External long-form context and background:

Repo-internal:

Daily Readiness Collector (Local launchd)

The optional daily measurement-readiness aggregator runs from a launchd LaunchAgent. macOS TCC blocks launchd-spawned processes from reading ~/Documents, so running the aggregator directly from a clone under ~/Documents fails with Operation not permitted and silently stops producing reports.

Install a standalone, TCC-safe copy into a non-protected directory instead:

# from an interactive shell (it has Documents access)
bash scripts/install-token-efficiency-collector.sh
# verify the install is byte-identical to the repo source closure
bash scripts/install-token-efficiency-collector.sh --check

This copies the builtins-only aggregator closure (no extra runtime deps) into ~/.hwai/token-efficiency-collector/, preserving the relative scripts/ + mcp/source/scripts/ + mcp/manifest.json layout the scripts expect. Point the LaunchAgent's ProgramArguments at ~/.hwai/token-efficiency-collector/scripts/greg-dogfood-catchup.sh and add an EnvironmentVariables PATH (launchd's minimal PATH does not include /usr/local/bin, so node would otherwise not be found). Re-run --check after pulling updates to detect a stale install.
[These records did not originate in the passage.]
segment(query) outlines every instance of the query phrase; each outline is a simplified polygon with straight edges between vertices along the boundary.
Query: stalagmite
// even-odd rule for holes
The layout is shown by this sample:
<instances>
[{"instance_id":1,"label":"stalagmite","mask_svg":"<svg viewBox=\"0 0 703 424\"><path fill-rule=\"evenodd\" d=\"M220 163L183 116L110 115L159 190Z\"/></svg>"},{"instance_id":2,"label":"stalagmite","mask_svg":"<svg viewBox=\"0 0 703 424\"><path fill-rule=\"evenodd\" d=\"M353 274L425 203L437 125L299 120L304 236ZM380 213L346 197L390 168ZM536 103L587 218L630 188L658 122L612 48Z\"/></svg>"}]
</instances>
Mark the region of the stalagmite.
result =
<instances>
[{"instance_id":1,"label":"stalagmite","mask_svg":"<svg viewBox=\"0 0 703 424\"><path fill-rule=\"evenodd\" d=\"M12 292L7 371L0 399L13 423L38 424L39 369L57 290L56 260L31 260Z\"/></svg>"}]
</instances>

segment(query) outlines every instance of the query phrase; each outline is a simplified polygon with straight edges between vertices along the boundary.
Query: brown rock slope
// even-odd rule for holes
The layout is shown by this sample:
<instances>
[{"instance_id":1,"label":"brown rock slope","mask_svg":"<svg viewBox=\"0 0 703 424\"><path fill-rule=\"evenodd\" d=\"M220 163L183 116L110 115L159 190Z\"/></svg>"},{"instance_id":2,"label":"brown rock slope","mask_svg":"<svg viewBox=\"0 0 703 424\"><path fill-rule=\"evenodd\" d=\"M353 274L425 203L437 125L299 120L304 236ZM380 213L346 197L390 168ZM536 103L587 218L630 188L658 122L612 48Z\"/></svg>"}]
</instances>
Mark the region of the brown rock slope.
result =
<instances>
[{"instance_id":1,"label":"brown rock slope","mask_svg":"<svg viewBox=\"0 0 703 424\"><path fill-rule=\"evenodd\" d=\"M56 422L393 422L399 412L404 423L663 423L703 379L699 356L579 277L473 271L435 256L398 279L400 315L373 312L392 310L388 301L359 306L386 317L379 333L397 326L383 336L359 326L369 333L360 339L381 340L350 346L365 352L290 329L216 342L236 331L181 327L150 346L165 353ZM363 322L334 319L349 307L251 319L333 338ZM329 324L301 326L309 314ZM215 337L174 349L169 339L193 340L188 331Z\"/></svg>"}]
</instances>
A custom MCP scope manifest can be passed with --manifest=/abs/path/to/manifest.json (default: this repo's mcp/manifest.json).

Roadmap

  • Improve local context compression for logs, specs, traces, and screenshots.
  • Add more one-click client installers.
  • Publish public-safe task examples for repo retrieval, log prep, trace prep, and screenshot prep.
  • Keep the public install local-first and API-key-free by default.

License

MIT. See LICENSE.

About

Curated, measurement-driven collection of token-saving MCPs for Claude Code, Codex, Cursor & Windsurf. Each MCP shipped here has passed Humanswith.ai's deterministic-compressor benchmark with documented byte-saving + quality-preservation measurements.